By Fred Pals
March 27 (Bloomberg) -- Joop van der Zeeuw isn't a fan of indoor gardening. The civil servant will evict anyone he finds growing more than five cannabis plants in a Rotterdam apartment.
Van der Zeeuw's team of seven has shut down 600 indoor marijuana farms since the second-largest Dutch city formed the task force with police, energy companies and landlords in 2005. There are 6,000 active producers in the city, he said.
``There is still a lot to do,'' said Van der Zeeuw, 51, as a colleague checked the power meter outside a suspected farm in the western part of the port city. ``We are eliminating the smaller growers and now we're getting to the professionals.''
Dutch officials are stepping up raids on an estimated 40,000 indoor hemp plantations, which cause two fires a month in Rotterdam by tapping into power lines for lights that feed their crops. The crackdown is making it harder to supply marijuana shops with the Super Skunk and Purple haze their customers crave in a country that decriminalized use of the drug in 1976. The Dutch cannabis trade is worth $4 billion a year, police estimate.
A crop of 100 plants, which can be grown in a living room, uses as much as 144 kilowatt hours of energy a day, compared with 9 kilowatt hours for the average household. The thefts cost energy companies 200 million euros ($266.6 million) a year, or 1 percent of their revenue, according to Energiened, an industry organization.
Rotterdam is the biggest urban cannabis production center in the Netherlands. Mayor Ivo Opstelten decided to create the task force in 2005 because of the increasing risk to public safety.
Anonymous Tips
The team investigates about 100 anonymous tips each month. An energy company representative checks the meter and listens for the sound of ventilators used to aid cultivation. If both are found, police enter the building and arrest the grower.
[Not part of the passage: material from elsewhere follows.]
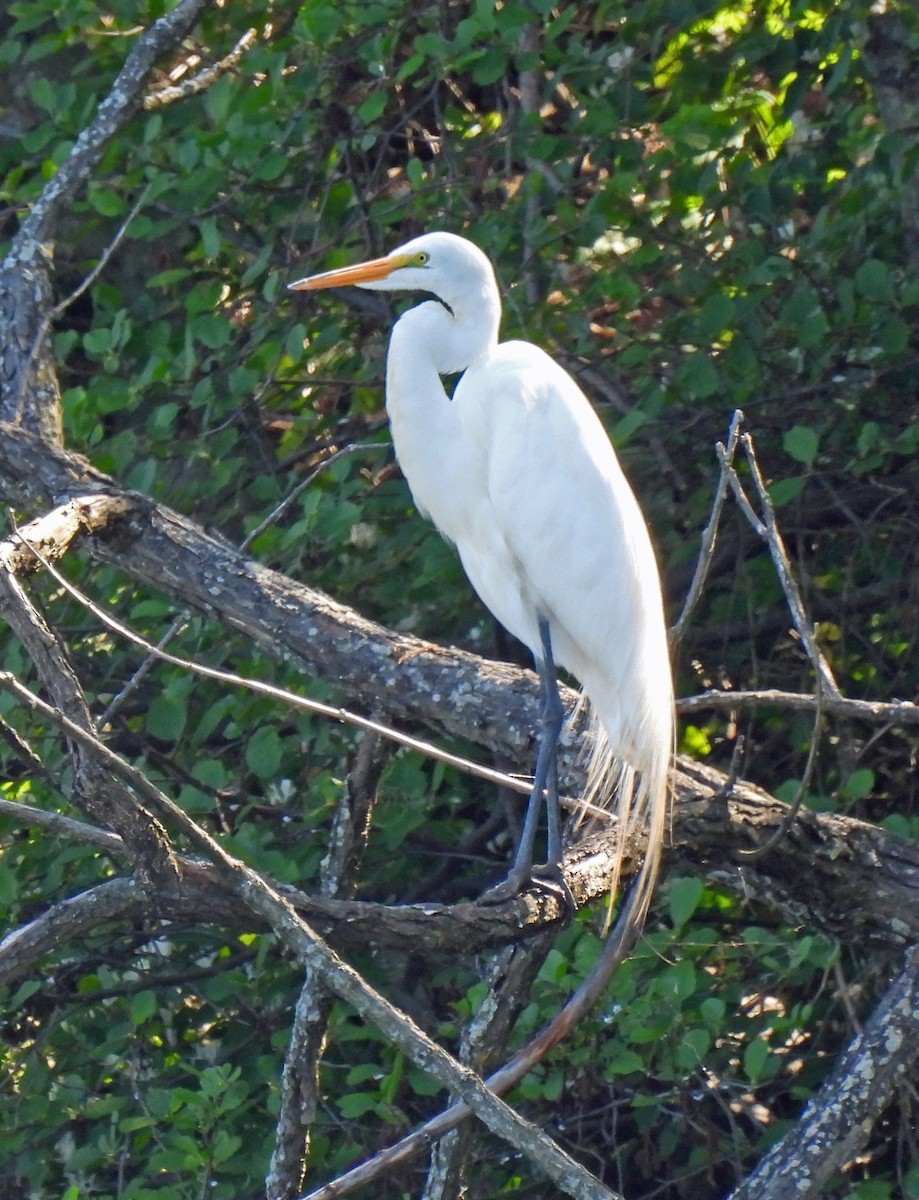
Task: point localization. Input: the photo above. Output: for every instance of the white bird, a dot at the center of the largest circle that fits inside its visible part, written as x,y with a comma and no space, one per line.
517,471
``It is a problem to the society and the energy companies, and it only can be solved with a common approach,'' said Sjoerd Marbus, an Energiened spokesman. Energy companies want teams similar to Van der Zeeuw's to be created in all large cities.
Rotterdam's effort to limit cannabis growing is part of a larger drive to curtail the marijuana trade.
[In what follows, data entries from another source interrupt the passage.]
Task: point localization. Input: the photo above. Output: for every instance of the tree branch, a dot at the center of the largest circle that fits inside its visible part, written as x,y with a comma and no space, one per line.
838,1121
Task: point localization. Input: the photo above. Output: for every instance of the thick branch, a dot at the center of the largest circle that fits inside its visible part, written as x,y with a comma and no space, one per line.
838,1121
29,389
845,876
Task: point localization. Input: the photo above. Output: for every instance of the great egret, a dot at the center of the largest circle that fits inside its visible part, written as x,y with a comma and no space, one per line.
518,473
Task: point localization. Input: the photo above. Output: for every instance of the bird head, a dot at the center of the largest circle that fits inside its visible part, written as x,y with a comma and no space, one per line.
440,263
The so-called coffee shops that sell marijuana aren't allowed to keep more than 500 grams of the product on the premises at a time. Police recently stepped up enforcement of that rule, introduced in 2001, by immediately revoking the licenses of stores found violating it.
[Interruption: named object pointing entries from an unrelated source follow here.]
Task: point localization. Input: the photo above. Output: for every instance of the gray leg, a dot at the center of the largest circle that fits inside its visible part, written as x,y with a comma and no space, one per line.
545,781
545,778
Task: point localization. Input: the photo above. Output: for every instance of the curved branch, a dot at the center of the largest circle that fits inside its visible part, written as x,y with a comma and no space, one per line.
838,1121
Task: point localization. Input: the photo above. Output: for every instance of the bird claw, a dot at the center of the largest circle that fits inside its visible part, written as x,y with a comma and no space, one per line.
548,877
Goa, in Amsterdam's red light district, now employs ``runners'' to periodically go to storerooms over the course of the day to keep the shop supplied.
``It has become increasingly difficult to get the products,'' said Derrill Bagley, who works the counter at Goa.
`Space Cake'
Shops also are being asked to limit what they sell. Two months ago, police ordered Goa to cut the drug content in ``space cake,'' baked with cannabis, because they deemed it too strong. ``That's never happened before,'' Bagley said.
The measures are working: Amsterdam now has 241 coffee shops, down from 323 in 1998, according to figures provided by the Amsterdam city government. Last year, 2,500 hemp plantations were dismantled nationwide, the most recent figures from the Dutch prosecutor's office show.
The Netherlands relaxed its marijuana laws 30 years ago, after clashes between students and police. It stopped short of fully legalizing the drug because international treaties prohibited it from doing so.
In 2001, 4 percent of the Dutch population used marijuana, according to a 2005 drug report published by the Trimbos Institute, the nation's mental health and addiction center. The U.S. rate was 6 percent in 2004.
The Netherlands may be a victim of Rotterdam's success: hemp growers kicked out of the city are being pushed to other regions.
Rising Crime
That may increase crime and drive up prices, says Martin Jelsma, a director at the Transnational Institute in Amsterdam, which studies the impact of poverty and drugs. Prices reached a record of almost 4,000 euros a kilo in December, up from 2,500 euros at the end of October.
``Crime will rise, and professional growing will become harder and tougher,'' Jelsma said. ``The social damage done with this policy is huge'' as growers are forced to relocate.
The police disagree. ``There's more damage done to a neighborhood and its people if you don't root this out,'' said Van der Zeeuw.
It is most often the smaller hemp farmers that are caught, says Andre Beckers, a lawyer who has defended some growers. Larger farmers are harder to catch because they often lease industrial sites and pretend to run normal businesses.
``The policy is erratic and illogical as the coffee shops need to be supplied,'' said Beckers, who calls for cannabis growing to be legalized.
Van der Zeeuw isn't concerned. He said a February raid turned up 80 kilos of cannabis with a street value of $400,000.
``That made my day,'' he said. ``I don't feel sorry for anyone who gets caught. It is dangerous, not allowed and it should stop.''
Source: http://www.bloomberg.com/apps/news?pid= ... fer=europe
That last statement sounds something that an American politican would say.